Can we just sell the Post Office already?
On Wednesday, the United States Senate narrowly avoided a two-year ban on the closing of post offices, which prompted me to ask: do you guys still live in the 1950s?
In a world of Gmail, Twitter, Facebook, cloud services, Google Drive, Dropbox, 3D printing, UPS, DHL, and who knows what else, I have to ask: who still uses the postal service any more?
There are only a few people with which I still get mail from through the USPS. The first are direct mail types, and nobody reads those sort of things. (This is the way your trash can goes “OM NOM NOM.”) The second are my parents and grandparents, so, in other words, old people.
The thing is, as I said, nobody is reading the former, and the latter are getting fewer and fewer. Meanwhile, the postal service is hemmorraghing money; the Cato Institute’s Downsizing Government project notes that it lost $20 billion between 2007 and 2010, and it hasn’t done any better since then. The thing is, we taxpayers are being forced to foot the bill. A bill for something that these days, an increasingly small portion of the populace actually wants. And, at the same time there’s decreasing demand for its services, its costs have continued to go up as it struggles to deal with employee pensions. Not a good situation to be in.
Here’s a better idea: let’s just privatize the post office. And by privatize it, I don’t mean sell it to one major corporation, but let’s privatize the entire industry. Allow competing mail delivery services in the market. Ensure that there are no more monopolies on first-class mail within the United States.
What will happen? First, postage costs will likely come down—which have been inching up continually for years. Second, you’ll likely see innovation in the market as people try out new things (or resurrect old ones, like ECOM.) And third, which is perhaps the most important: Congress will finally stop having a reason to dither by naming post offices.
It is entirely appropriate to ask “Who will be hurt?” by this, but I can’t imagine anyone would be. You may say seniors, but think about it: they have a great deal of the wealth in this country, certainly more than the young. Someone is going to take a crack at getting a slice of that pie, and that means catering to those seniors for what they want.

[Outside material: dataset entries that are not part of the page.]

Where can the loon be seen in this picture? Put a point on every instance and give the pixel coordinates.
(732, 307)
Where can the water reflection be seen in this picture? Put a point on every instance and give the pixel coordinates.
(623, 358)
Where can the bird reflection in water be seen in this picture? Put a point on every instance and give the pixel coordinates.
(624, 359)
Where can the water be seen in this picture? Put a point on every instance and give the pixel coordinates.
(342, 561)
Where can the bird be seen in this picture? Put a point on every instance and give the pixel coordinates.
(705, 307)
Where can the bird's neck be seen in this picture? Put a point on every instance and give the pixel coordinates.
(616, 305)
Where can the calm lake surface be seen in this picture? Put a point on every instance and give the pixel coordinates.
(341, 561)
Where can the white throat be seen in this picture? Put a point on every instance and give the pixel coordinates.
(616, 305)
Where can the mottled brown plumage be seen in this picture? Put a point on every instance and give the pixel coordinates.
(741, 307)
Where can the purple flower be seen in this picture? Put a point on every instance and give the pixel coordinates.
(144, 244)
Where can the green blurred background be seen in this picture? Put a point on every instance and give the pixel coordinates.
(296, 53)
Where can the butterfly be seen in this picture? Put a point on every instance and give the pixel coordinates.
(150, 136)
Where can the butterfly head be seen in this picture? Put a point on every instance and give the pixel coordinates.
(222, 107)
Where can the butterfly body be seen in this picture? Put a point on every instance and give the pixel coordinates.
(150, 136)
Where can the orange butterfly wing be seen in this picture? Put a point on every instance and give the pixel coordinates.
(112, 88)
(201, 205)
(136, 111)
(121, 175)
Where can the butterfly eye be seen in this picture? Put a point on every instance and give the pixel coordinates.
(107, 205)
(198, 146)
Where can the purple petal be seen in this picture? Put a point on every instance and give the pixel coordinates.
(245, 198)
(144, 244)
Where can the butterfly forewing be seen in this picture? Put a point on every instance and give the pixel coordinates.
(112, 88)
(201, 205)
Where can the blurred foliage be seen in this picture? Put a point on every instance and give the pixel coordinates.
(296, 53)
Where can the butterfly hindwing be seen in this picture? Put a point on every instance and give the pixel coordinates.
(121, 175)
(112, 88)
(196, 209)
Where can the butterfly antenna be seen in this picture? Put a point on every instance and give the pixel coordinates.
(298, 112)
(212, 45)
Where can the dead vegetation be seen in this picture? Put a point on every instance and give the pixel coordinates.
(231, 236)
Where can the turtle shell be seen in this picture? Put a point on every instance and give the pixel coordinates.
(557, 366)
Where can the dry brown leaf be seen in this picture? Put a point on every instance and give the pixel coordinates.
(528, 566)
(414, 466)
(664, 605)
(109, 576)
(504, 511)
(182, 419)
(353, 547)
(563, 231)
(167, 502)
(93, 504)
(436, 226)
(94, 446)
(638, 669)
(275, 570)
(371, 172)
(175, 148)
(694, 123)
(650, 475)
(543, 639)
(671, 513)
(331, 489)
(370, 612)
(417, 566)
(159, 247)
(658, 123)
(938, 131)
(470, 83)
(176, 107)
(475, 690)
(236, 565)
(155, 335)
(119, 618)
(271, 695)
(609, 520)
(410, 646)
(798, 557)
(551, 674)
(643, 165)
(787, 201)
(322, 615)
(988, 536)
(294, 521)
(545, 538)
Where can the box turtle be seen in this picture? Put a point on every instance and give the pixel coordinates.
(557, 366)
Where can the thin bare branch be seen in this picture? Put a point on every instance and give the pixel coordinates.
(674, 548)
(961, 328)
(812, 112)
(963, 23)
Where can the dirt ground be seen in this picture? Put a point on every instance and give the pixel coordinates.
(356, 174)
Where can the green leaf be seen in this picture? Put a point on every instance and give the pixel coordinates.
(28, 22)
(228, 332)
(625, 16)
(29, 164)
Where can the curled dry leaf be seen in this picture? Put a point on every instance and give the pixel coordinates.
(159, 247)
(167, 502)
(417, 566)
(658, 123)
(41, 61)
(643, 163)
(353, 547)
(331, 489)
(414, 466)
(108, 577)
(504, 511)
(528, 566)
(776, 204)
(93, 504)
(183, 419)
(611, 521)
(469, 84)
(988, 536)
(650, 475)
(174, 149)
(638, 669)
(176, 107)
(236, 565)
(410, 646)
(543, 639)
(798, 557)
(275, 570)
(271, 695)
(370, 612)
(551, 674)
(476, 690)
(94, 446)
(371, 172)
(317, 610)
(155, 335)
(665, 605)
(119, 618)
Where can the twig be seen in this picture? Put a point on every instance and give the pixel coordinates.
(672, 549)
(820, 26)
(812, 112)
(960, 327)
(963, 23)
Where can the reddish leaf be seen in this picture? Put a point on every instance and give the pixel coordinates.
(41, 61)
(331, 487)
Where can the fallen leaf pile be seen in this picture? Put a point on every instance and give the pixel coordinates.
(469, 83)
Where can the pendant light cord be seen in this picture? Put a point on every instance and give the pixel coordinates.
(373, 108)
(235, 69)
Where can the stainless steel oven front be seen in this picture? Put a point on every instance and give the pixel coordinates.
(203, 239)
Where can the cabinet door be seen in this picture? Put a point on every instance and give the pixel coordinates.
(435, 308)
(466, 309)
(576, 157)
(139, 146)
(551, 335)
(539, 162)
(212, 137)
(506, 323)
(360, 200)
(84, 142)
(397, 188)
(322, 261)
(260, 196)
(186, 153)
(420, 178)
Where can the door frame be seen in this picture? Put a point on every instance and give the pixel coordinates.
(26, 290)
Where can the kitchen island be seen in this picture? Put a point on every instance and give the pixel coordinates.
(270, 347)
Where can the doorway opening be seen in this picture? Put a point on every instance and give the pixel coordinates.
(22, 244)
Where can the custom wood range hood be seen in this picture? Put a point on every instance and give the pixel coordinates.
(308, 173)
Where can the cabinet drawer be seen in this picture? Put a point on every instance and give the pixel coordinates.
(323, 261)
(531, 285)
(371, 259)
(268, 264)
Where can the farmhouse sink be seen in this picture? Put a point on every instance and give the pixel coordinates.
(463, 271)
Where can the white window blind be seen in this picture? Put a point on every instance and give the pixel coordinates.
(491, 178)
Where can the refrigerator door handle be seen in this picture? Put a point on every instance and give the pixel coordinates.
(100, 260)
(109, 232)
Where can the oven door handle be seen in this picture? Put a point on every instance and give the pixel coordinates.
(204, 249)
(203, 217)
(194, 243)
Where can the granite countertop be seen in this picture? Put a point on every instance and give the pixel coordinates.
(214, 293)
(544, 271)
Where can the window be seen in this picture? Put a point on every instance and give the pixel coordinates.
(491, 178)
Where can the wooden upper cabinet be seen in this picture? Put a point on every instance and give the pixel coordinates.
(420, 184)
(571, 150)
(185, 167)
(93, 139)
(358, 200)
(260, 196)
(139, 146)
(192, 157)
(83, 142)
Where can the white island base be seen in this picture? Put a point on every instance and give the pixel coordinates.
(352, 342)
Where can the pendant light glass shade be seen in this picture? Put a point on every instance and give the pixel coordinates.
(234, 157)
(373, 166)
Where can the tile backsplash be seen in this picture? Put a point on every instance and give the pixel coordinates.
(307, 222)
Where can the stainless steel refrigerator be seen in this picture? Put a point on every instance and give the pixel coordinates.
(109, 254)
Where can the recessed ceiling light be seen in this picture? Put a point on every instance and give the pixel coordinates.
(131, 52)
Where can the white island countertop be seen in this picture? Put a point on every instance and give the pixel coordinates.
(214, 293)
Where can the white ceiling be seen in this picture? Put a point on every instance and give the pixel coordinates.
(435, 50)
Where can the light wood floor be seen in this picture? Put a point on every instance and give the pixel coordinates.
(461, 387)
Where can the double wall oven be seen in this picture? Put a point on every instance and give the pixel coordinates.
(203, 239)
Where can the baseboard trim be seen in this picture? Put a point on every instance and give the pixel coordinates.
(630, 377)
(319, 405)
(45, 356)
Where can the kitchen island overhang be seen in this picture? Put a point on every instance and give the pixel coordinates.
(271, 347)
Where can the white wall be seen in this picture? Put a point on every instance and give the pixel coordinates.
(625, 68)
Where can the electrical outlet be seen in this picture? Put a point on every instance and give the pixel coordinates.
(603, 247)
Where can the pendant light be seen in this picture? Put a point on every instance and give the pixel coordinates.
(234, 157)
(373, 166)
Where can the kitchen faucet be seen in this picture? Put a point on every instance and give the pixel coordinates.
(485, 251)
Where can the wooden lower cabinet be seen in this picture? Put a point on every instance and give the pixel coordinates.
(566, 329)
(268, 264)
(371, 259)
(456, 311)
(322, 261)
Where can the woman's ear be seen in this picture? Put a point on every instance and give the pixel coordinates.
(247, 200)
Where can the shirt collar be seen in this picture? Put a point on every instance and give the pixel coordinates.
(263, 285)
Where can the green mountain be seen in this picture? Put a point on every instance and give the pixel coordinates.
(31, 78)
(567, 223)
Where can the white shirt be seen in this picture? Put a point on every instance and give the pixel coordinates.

If you need any more reasons for why this is such a good idea, just like Chris Edwards of the Cato Institute, who wrote back in 2009:
Reforms in other countries show that there is no good reason for the current mail monopoly. Since 1998, New Zealand’s postal market has been open to private competition, with the result that postage rates have fallen and labor productivity at New Zealand Post has risen. Germany’s Deutsche Post was partly privatized in 2000, and the company has improved productivity and expanded into new businesses. Postal services have also been privatized or opened to competition in Belgium, Britain, Denmark, Finland, the Netherlands, and Sweden. Japan is moving ahead with postal service privatization, and the European Union is planning to open postal services to competition in all its 27 member nations.
SWEDEN?!? Fricking Sweden is more American than the United States of America? Whoo boy, we may need to reevaluate our lives right here, if we’re being out-Americanized by that socialist pink-commie land over in Scandinavia.